Module Descriptions

Cold War Eastern Europe will be published in chronologically-arranged modules.

Module I: 1953-1960


Module I of Cold War Eastern Europe comprises over 6,800 U.K. Foreign Office files, amounting to over 470,000 pages of content.

This module has been sourced entirely from The National Archives, U.K., series FO 371 (Foreign Office: Political Departments: General Correspondence from 1906-1966). FO 371 is the largest file series at the National Archives, and contains the files of the Foreign Office’s Northern, Southern, Central and Western Departments, which were responsible for reporting on the socialist states of Eastern Europe.

Commencing in the year of Stalin’s death, Module I facilitates an in-depth analysis of the impact of Stalin’s death and the process of de-Stalinization under his successors across the region, and in wider international relations. This was a period of relative reform and liberalization within the Soviet Union during the ‘Khrushchev Thaw’, and simultaneous reassertion of Soviet power across the Eastern Bloc, as exemplified by the formation of the Warsaw Pact and the military suppression of uprisings in East Germany, Poland and Hungary.

Key events documented in Module I include:

  • The death of Stalin and subsequent power struggle in the Soviet Union.
  • The 1953 Balkan Pact intended to inhibit Soviet expansion in the Balkans.
  • The 1953 East Germany Uprising.
  • The arrest and execution of Lavrentii Beria for treason.
  • International conferences, including ‘Big Four’ summits (of the U.S., Soviet Union, U.K., and France), such as the 1954 Geneva Conference and 1955 Geneva Summit.
  • The Foundation of the Warsaw Pact.
  • Nikita Khrushchev’s “Secret Speech” at the 20th Congress of the Communist Party of the Soviet Union.
  • The Hungarian Revolution of 1956.
  • The execution of Imre Nagy, the Chairman of the Council of Ministers of Hungary.
  • The PoznaƄ protests and Polish October of 1956.
  • Nikita Khrushchev’s visits to the U.S., India, Afghanistan, and Burma.
  • The onset of the Sino-Soviet split.
  • The shooting down of the U.S. U2 spy-plane over Soviet airspace.

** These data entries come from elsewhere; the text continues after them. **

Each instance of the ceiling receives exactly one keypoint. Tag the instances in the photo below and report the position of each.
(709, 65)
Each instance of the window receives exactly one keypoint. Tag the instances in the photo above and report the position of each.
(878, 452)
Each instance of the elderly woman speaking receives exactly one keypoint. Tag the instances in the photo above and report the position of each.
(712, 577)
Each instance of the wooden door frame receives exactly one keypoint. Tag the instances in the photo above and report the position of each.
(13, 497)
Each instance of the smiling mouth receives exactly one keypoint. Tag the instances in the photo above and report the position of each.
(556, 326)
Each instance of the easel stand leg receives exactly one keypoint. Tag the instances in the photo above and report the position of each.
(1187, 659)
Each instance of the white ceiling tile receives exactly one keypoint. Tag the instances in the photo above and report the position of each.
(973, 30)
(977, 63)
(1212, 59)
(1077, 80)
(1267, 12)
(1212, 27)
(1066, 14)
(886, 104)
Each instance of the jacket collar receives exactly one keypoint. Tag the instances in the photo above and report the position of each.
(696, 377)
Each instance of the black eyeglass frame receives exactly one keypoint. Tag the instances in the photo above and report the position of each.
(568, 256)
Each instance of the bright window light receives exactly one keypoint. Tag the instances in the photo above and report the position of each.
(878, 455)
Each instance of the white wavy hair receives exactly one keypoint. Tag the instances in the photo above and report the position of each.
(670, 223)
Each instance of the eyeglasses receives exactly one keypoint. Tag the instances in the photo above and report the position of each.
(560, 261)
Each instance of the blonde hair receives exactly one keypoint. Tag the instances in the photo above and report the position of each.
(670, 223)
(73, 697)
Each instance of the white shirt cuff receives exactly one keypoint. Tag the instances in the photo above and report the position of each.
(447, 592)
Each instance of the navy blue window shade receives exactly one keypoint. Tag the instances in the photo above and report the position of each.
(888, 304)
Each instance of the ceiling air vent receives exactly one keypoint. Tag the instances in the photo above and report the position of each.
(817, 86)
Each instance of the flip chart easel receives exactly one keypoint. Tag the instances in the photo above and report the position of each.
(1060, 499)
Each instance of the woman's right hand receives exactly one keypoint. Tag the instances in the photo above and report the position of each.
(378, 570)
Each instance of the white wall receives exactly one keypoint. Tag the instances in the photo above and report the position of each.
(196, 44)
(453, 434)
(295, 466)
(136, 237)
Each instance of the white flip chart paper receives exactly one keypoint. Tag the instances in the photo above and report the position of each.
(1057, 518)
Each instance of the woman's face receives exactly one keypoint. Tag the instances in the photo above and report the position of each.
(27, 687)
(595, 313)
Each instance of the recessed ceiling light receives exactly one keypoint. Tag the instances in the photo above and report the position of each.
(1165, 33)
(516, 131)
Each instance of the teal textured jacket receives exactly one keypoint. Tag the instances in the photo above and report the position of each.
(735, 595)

Module I also contains 41 files of the Foreign Office’s Russia Committee, responsible for discussing U.K. policy towards the Soviet Union, dating back to 1946. These files complete the set of FO 371 Russia Committee minute meetings and reports dating up to 1957, and provide vital context to Britain’s Soviet policy during the early Cold War.

Additional Content

 Module I includes the following supplementary content:

  • Three specially-commissioned subject essays, written by members of the Editorial Board.
  • A timeline of key events between 1953 and 1960 documented in the files.
  • A glossary of key people, including state leaders, leading statesmen, and East European and U.K. diplomatic personnel, with hyperlinks to relevant search results.
  • A ‘Communist States Fact File’ that includes glossaries of communist state names; governing parties; key organisations; and state leadership positions.
  • A ‘Foreign Office Fact File’ that includes a glossary of relevant Foreign Office political departments; an overview of the U.K.’s embassy and consulate network in Eastern Europe; and an index of former Foreign Office file reference numbers.

Module II: 1961-1966 – Launching 2018!


Module II of Cold War Eastern Europe will comprise a further 3,300 files sourced from The National Archives, U.K., file series FO 371.

Commencing in 1961, this module will cover the years of the building of the Berlin Wall, the succession to power in the Soviet Union of Leonid Brezhnev, the detonation of the Tsar Bomba, and Yuri Gagarin becoming the first man to journey into outer-space.